On Jan. 18, that suggestion looked even more prescient. In its Q4 earnings report, Big Blue showed positive revenue for the first time in 23 quarters and may have previewed continued growth well into the new year.
The last time IBM reported revenue growth from a prior year was in Q1 2012, which was Ginni Rometty’s first as CEO.
Despite the good overall news, the stock fell as much as 4.8 percent to $161 in extended trading.
Revenue rose 3.6 percent to $22.54 billion from a year ago, compared to the analysts’ average estimate of $22.06 billion. Net income for operations was $4.8 billion, up 1 percent year over year.
Earnings, excluding some items, were $5.18 a share in the period ended Dec. 31, compared with the average analyst estimate of $5.17.
IBM was right on target with analysts on share growth for the full year, coming in a mere one cent short of the average analyst expectation of $13.81.
The company took a one-time charge of $5.5 billion in Q4 as a result of the new U.S. tax law.
What was most promising about the earnings report is that IBM is now showing through increased revenue the major strides it has made into new-generation IT segments.
For example, IBM reported Q4 sales totaling $11.1 billion in so-called “strategic imperatives,” which include products and services in cloud services, big data and analytics, security and mobility applications. “Strategic imperatives” was up a solid 17 percent in revenue from last year.
Interestingly, a substantial portion of this growth is coming from an old-school sector that is busy being refreshed: mainframe servers for data centers. Virtually all data centers have at least one mainframe—and mostly from IBM—to handle large-scale transactions, such as banking transactions, customer billing and records and loan applications.
In the current trend of digital transformation, these mainframes are being upgraded in both hardware and software, and IBM is at center stage for that business with its System Z franchise.
Moor Insights Principal Analyst Patrick Moorhead said the new-gen business upward-and-to-the-right movement is the key takeaway from the Jan. 18 report.

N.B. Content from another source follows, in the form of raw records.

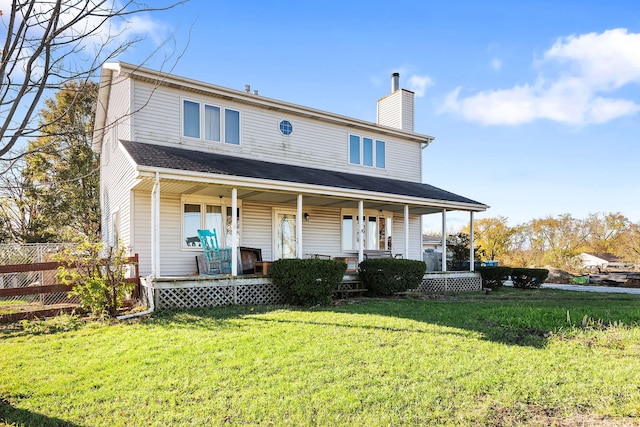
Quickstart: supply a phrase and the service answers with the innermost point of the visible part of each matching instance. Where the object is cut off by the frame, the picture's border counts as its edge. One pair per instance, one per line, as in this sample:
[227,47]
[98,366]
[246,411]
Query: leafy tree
[629,244]
[557,240]
[61,179]
[492,237]
[98,277]
[49,43]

“IBM broke its streak of 22 quarters of lack of revenue growth, but I was never focused on that, because the company drives a lot of legacy technology,” Moorhead told eWEEK in a media advisory. “What I am interested in with IBM is its ‘strategic imperatives’ which includes cloud, analytics and mobility. Strategic imperatives grew 17 percent in the quarter and cloud revenue grew 30 percent in the same period. Even more surprising was that systems, including Z mainframes and power systems were up 32 percent.
“While one data point doesn’t make a trend, the movement back to overall company growth and big cloud and strategic imperatives growth give the company momentum going into 2018.”
Rometty has set a goal for IBM to reach $40 billion in strategic imperative revenue this calendar year.